Hi Francesco,
francesco@dolcini.it wrote on Fri, 16 Dec 2022 13:37:31 +0100:
On Fri, Dec 16, 2022 at 12:01:55PM +0100, Miquel Raynal wrote:
marex@denx.de wrote on Fri, 16 Dec 2022 11:46:18 +0100:
On 12/16/22 08:45, Francesco Dolcini wrote:
On Thu, Dec 15, 2022 at 08:16:04AM +0100, Miquel Raynal wrote:
I am still against piggy hacks in the generic ofpart.c driver, but what we could do however is a DT fixup in the init_machine (or the dt_fixup) hook for imx7 Colibri, very much like this: https://elixir.bootlin.com/linux/latest/source/arch/arm/mach-mvebu/board-v7.... Plus a warning there saying "your dt is broken, update your firmware".

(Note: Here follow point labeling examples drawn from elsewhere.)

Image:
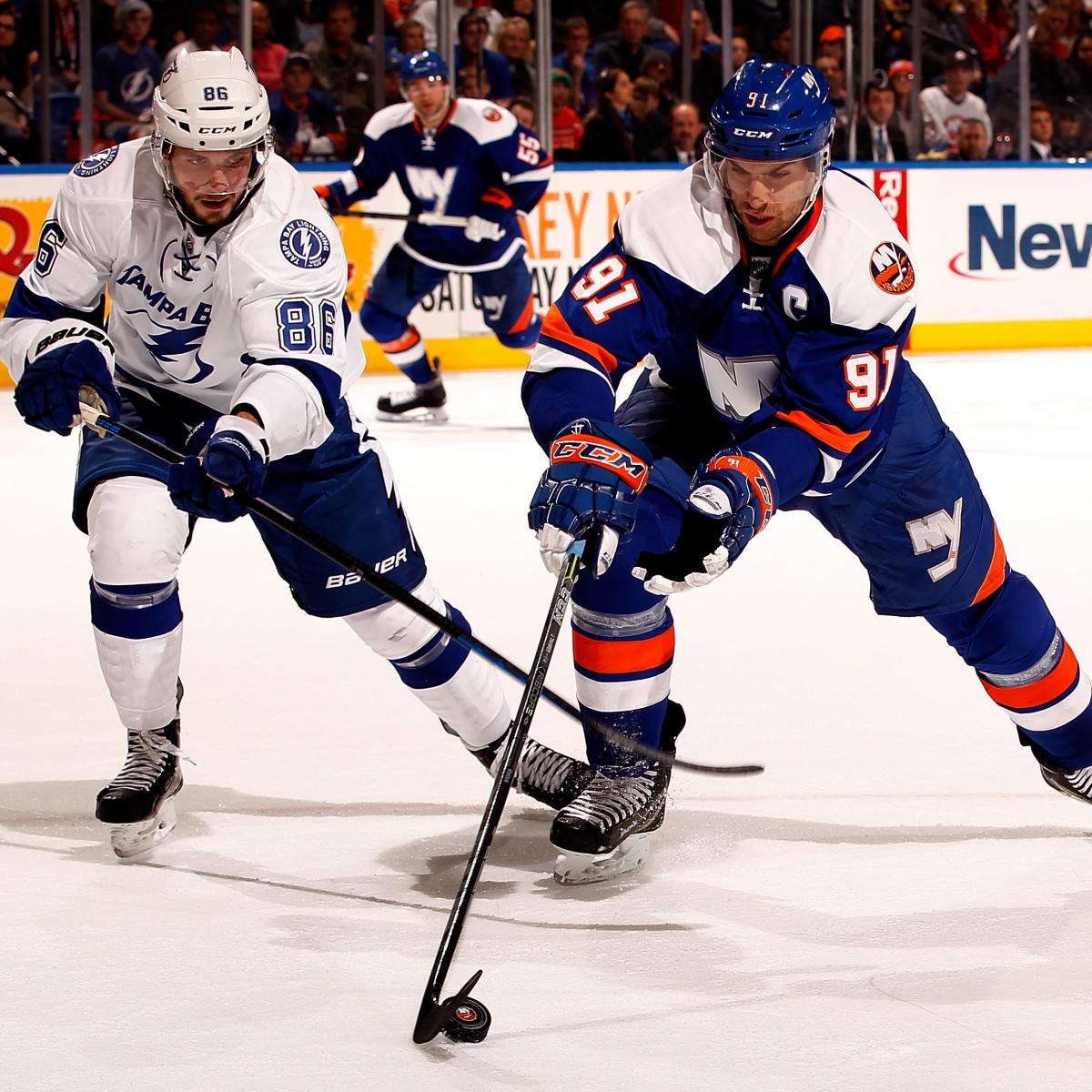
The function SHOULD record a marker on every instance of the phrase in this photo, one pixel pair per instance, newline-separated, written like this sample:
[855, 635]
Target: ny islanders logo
[304, 245]
[891, 270]
[97, 163]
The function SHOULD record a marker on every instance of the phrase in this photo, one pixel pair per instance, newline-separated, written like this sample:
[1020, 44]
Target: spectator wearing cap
[944, 108]
[651, 132]
[577, 59]
[629, 45]
[343, 66]
[879, 137]
[568, 128]
[490, 72]
[206, 26]
[972, 145]
[126, 74]
[307, 123]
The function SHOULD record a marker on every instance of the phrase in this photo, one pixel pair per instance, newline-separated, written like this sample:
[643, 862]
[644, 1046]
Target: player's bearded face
[769, 197]
[210, 184]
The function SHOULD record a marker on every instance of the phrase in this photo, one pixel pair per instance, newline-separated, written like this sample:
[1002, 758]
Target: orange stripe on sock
[525, 316]
[555, 327]
[618, 658]
[996, 574]
[407, 341]
[1041, 693]
[830, 435]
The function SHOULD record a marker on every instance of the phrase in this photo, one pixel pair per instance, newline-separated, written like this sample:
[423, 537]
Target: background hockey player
[227, 336]
[776, 299]
[470, 158]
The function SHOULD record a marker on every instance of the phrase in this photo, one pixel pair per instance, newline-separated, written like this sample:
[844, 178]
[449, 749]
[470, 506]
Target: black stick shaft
[330, 550]
[501, 786]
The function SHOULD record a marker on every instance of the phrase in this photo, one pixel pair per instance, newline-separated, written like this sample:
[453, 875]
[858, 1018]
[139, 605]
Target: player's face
[768, 197]
[210, 185]
[430, 97]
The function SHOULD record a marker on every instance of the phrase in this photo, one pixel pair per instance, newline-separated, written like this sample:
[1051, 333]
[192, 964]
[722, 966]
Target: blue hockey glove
[228, 451]
[590, 491]
[732, 500]
[69, 354]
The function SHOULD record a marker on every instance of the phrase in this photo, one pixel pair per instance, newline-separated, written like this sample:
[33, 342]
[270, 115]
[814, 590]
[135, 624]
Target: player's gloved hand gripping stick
[96, 420]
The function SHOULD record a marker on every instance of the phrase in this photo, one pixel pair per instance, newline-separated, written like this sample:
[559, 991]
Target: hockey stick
[436, 1016]
[96, 420]
[430, 218]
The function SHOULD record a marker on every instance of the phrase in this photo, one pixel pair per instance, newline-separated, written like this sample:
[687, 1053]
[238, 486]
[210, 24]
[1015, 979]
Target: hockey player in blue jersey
[227, 336]
[467, 157]
[774, 298]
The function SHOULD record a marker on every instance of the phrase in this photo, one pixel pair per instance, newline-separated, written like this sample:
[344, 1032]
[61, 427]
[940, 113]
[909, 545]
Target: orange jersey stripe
[555, 327]
[996, 574]
[618, 658]
[1041, 693]
[830, 435]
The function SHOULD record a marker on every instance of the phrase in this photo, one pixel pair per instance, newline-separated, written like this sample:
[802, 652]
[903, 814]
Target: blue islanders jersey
[798, 349]
[479, 162]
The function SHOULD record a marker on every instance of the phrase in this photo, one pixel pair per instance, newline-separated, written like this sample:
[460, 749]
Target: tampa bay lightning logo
[97, 163]
[304, 245]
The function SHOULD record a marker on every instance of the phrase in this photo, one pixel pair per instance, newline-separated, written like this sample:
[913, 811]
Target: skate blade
[438, 416]
[574, 868]
[131, 840]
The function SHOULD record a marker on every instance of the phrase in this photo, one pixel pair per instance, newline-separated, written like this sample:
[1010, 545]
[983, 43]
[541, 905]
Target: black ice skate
[137, 804]
[1076, 784]
[544, 774]
[424, 403]
[606, 831]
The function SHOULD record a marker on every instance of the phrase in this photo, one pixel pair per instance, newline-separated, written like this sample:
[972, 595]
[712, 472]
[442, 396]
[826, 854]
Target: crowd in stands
[615, 79]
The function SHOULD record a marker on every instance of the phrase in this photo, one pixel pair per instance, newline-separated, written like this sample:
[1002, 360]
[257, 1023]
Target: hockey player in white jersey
[227, 337]
[469, 158]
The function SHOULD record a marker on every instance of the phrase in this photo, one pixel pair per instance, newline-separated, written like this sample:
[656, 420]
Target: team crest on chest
[891, 268]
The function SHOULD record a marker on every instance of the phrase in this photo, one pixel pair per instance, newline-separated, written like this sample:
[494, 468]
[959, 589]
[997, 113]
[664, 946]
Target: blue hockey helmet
[426, 65]
[771, 112]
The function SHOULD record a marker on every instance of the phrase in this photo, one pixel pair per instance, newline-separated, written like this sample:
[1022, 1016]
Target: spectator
[628, 46]
[1041, 124]
[513, 44]
[901, 79]
[410, 37]
[568, 128]
[609, 135]
[267, 56]
[878, 136]
[206, 27]
[972, 145]
[833, 44]
[944, 30]
[686, 131]
[651, 132]
[578, 61]
[126, 75]
[15, 80]
[490, 70]
[524, 110]
[944, 108]
[343, 66]
[307, 123]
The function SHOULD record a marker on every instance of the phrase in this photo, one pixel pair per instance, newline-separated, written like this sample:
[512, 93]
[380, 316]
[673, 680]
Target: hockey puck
[470, 1022]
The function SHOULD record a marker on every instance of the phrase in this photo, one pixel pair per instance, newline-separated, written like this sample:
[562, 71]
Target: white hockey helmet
[211, 102]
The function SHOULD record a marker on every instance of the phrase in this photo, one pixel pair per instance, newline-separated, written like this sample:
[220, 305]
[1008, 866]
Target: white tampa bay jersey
[254, 312]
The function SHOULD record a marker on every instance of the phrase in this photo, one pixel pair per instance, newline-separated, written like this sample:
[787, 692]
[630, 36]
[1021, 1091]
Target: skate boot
[137, 804]
[424, 403]
[544, 774]
[606, 831]
[1076, 784]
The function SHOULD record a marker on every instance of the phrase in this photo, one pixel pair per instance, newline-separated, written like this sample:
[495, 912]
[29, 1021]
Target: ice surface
[899, 904]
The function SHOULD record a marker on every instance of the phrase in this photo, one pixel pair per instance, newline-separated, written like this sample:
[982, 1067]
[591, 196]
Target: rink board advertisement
[1003, 254]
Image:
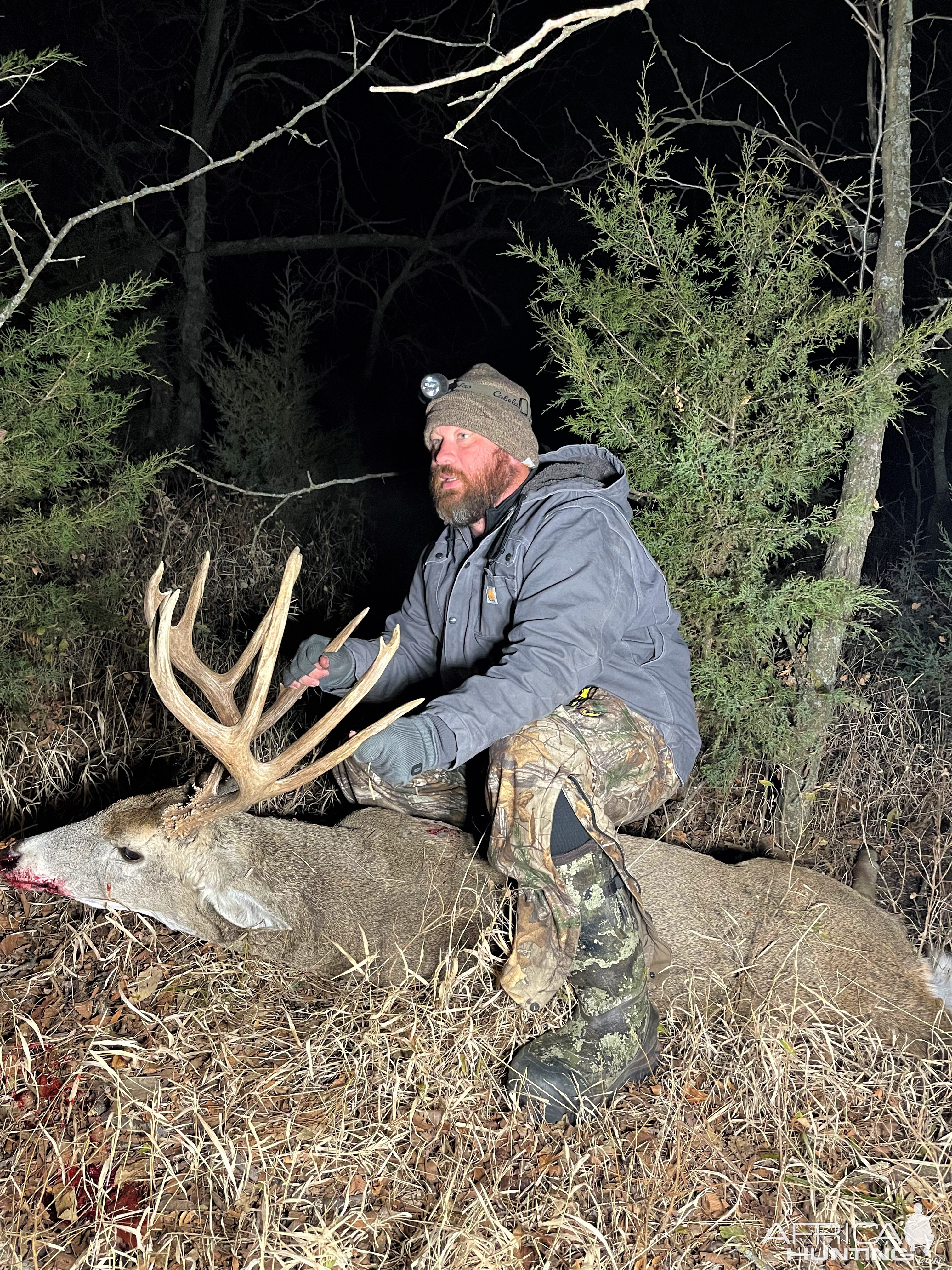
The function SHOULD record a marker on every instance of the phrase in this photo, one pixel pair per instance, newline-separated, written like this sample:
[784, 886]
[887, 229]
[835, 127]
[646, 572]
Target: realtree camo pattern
[612, 1034]
[614, 768]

I have a couple of concerns/question with this approach:
- do we have a single point to handle this? Different architectures are affected by these issue. Duplicating the fixup code in multiple place does not seems a great idea
- If we believe that the device tree is wrong, in the i.MX7 case because of #size-cells should be set to 0 and not 1, we should not alter the FDT. Other part of the code could rely on this being correctly set to 0 moving forward.
If I understood you are proposing to have a fixup at the machine level that is converting a valid nand-controller node definition to a "broken" one. Unless I misunderstood you and you are thinking about rewriting the whole MTD partition from a broken definition to a proper one.
No, quite the opposite.
Either size-cell is wrong which makes the description totally inconsistent (if size-cell is there, it must have a use, otherwise why do we keep it?) and we must fix it, or it is right and we should not touch it.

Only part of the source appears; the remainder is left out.